Three major industry bodies, which have been allies during the decade-long climate debate, have recently backflipped to support net-zero emissions by 2050. Interestingly, they have collectively recognised that the real impact of decarbonising our economy will be felt most acutely in regional Australia.
The Business Council of Australia, National Farmers Federation and the Minerals Council of Australia have all concluded the consequences of a net-zero emissions policy will hit our regional export industries, and people living in the lowest socio-economic electorates in the country, the hardest.
Welcome aboard to the great intractable policy dilemma.
So what has changed? First, global finance has tacked against the wind, dramatically backing a lower-emissions future; second, our global geostrategic situation has changed; third, large developing nations (also the biggest emitters) are accepting they must contribute, and; fourth, there is an acceptance that technological innovation is key.
It is true the Nationals have been intransigent during this long debate and, while this has not made us popular in certain dinner-party circles, we have helped avoid bad outcomes for our nation and our communities. We have been doing our job for the people who sent us to Canberra.
We have avoided a carbon tax; we have overseen record growth in mining and agricultural exports; and we have pushed for technology solutions, while remaining committed to being careful stewards of the Earth.
All the while we have cut our emissions more than most of our competitor nations – 20.8 per cent below 2005, the baseline year for our 2030 Paris target.
As Minister for Regionalisation, I agree with the IPCC that urbanisation is a major source of emissions. As the most urbanised continent, any low-emissions future must focus on population and economic growth into the regions. Any talk of a “carve-out” for agriculture as a “win” for the Nationals is at best doublespeak. The contribution the agricultural industry and our farmers have already made to lowering emissions through the Kyoto Protocol has to be recognised.
The peak bodies have paraded before government a plethora of multibillion-dollar projects that could support “at risk” industries and help them transition to a new emissions light economy.

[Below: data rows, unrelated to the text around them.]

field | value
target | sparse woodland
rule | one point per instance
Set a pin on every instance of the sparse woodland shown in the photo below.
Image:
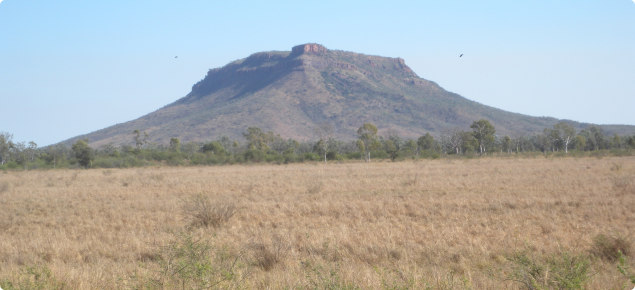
(268, 147)
(532, 212)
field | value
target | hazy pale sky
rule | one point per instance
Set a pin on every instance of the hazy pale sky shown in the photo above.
(73, 67)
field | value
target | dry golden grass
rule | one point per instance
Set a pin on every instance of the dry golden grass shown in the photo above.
(368, 222)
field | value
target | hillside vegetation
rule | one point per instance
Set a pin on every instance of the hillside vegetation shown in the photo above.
(488, 223)
(292, 92)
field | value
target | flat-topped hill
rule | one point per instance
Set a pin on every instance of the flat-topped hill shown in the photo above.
(289, 92)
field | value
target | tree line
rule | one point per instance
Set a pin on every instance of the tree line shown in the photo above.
(259, 146)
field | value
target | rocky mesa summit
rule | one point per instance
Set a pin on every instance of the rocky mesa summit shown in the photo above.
(290, 92)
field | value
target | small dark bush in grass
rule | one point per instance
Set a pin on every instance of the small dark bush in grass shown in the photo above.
(33, 277)
(609, 247)
(268, 255)
(624, 269)
(560, 271)
(190, 263)
(202, 212)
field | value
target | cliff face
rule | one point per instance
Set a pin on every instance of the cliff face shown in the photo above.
(309, 48)
(290, 92)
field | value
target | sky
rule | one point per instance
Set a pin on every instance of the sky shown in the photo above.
(72, 67)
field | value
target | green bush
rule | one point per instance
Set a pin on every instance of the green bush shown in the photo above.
(254, 155)
(312, 157)
(611, 247)
(560, 271)
(33, 277)
(188, 263)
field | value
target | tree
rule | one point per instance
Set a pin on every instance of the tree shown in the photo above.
(214, 147)
(5, 147)
(426, 142)
(453, 138)
(393, 135)
(367, 133)
(31, 150)
(362, 148)
(544, 140)
(484, 133)
(564, 134)
(617, 141)
(324, 132)
(391, 149)
(631, 141)
(83, 152)
(191, 148)
(579, 142)
(54, 153)
(140, 141)
(256, 139)
(175, 145)
(411, 145)
(507, 144)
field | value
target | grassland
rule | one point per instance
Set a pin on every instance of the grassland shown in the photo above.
(446, 224)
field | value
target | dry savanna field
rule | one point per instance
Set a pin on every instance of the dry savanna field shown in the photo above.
(482, 223)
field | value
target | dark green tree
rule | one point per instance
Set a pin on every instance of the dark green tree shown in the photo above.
(391, 149)
(83, 153)
(214, 147)
(175, 145)
(484, 133)
(139, 141)
(367, 133)
(256, 139)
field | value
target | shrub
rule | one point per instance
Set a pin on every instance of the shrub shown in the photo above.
(610, 247)
(187, 263)
(268, 255)
(202, 212)
(312, 157)
(561, 271)
(33, 277)
(624, 269)
(254, 155)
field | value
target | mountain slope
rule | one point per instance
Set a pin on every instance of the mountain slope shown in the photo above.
(290, 92)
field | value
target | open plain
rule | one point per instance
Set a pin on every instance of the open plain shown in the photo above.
(442, 224)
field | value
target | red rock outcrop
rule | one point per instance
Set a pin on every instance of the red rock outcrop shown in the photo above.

None has come close to a GDP- or population-proportionate equivalent of the EU’s €392bn regional Cohesion Policy. And Europe already has the advantage of zero-emissions nuclear power. Additionally, none of these proposed billion-dollar investments guarantees a positive future for the regions in a decarbonised world. Mandating these investments to be situated in the regions would. A net-zero emissions target by 2050 can be locked in but the consequences, beyond our terms in government, cannot.
If the past is anything to go by, mining and meat production have much to fear from a future Albanese-Bandt government, which would use existing UN processes to ratchet up emissions targets with careless disregard for the regions. If the BCA trumpets 195,000 new-economy jobs to 2070, while the Institute of Public Affairs says 653,600 jobs mostly in the regions are “at risk”, that is a net negative shortfall of 458,600 jobs. We want net-zero economic impact in the regions. And we want that guaranteed.
One mechanism to help future-proof regional jobs in a Glasgow pledge is the insertion of caveats that protect the regions.
Under the 2015 Paris Agreement, signatories can set non-binding, conditional national plans called Nationally Determined Contributions highlighting their climate actions, policies and aims. A legislated regional socio-economic impact assessment mechanism would permanently monitor the impacts of Australia’s emissions reduction strategies on regional Australia.
The assessment, independent of the government of the day, would occur every five years in line with international processes.
Crucially, the mechanism would enable Australia to conditionally tie emissions reductions to positive regional socio-economic outcomes. If these were not being achieved, Australia would pause its climate plan rollout.
For many MPs, this will be the most far-reaching policy decision of their careers, which is why it has been such a divisive political issue for so long. This is not about getting us to the next election, this is about what happens to our people between now and 2050 and beyond.
One benefit of belonging to a century-old political party is that we see the consequences of previous generations’ decisions.
The brutal truth is that unless it is mandated that the technology road map will be actually delivered in the regions, it is meaningless.